Christiansen, who oversees maintenance and development of Karanda Mission Hospital, has been instrumental in providing a reliable water source for the Karanda Mission Hospital and Shona people through the digging of wells and the installation of LifePumps.
“Kathy helps with the children’s school. They are among my best friends and are a connection to Elizabethton, which I really enjoy,” said Kiersten.
“Sure, I get homesick, but not as much as I once did. I’ve an appreciation for both of my homes. The calling was hard, but it has been worth it. I’ve found my life work, and it is fulfilling, and I know I am in God’s will. I also know that I have many, many prayer partners back in the states. I just want to use my gift to help build His kingdom whether it be at Karanda Mission Hospital, in Elizabethton, or somewhere else in the world. God has richly blessed me,” said Missionary Kiersten Hutchinson, who is now back in Zimbabwe at the Karanda Mission Hospital, her home abroad.
“I have a busy schedule at the hospital and in ministry when my day is done at the hospital, usually by six in the evening. There are so many needs in the village where I work and serve, and God is blessing,” she said. “We don’t immediately see the results of our ministry, but we know that God is working. What is important is that we are obedient and we leave the results to Him. In His time, He wins.”
While at home these past six months, she has traveled and spoke in several different churches, which are partners in her ministry and mission work. Usually, she serves in Zimbabwe two and one-half years and then six months in the states with family and friends.

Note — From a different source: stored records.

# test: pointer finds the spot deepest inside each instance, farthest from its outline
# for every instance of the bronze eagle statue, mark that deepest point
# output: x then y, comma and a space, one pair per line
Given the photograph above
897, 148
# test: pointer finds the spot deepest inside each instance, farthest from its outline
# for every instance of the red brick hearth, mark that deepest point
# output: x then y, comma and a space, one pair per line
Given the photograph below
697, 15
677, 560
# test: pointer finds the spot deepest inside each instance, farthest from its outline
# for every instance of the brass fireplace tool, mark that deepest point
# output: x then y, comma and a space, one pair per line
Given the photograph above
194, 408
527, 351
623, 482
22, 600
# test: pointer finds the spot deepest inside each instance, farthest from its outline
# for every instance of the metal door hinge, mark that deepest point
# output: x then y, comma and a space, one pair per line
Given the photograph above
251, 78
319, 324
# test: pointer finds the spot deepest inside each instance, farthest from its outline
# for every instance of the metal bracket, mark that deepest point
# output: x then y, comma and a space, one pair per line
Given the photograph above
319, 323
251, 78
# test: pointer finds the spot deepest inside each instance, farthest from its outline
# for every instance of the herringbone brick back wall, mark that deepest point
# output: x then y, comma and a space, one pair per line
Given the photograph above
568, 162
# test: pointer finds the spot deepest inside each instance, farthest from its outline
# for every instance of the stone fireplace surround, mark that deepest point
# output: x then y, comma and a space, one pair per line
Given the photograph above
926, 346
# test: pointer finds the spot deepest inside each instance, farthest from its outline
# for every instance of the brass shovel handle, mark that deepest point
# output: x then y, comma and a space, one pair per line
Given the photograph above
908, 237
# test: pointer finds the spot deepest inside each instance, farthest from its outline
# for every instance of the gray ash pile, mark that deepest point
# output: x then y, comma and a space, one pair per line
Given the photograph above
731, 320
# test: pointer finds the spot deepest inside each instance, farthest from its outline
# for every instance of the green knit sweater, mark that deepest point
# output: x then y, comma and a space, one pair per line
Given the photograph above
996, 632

“I do enjoy coming home and seeing family and friends and sharing about my work at Karanda Mission Hospital, but I also enjoy getting back to my work,” she shared.
Kiersten’s parents were the late James and Hayes Hutchinson, who lived in the Powder Branch Community. She has a brother, who lives in Abingdon, Va., and a sister, who resides in Jonesborough.
The hymn “Wherever He Leads I’ll Go” could very well be Kiersten Hutchinson’s testimony.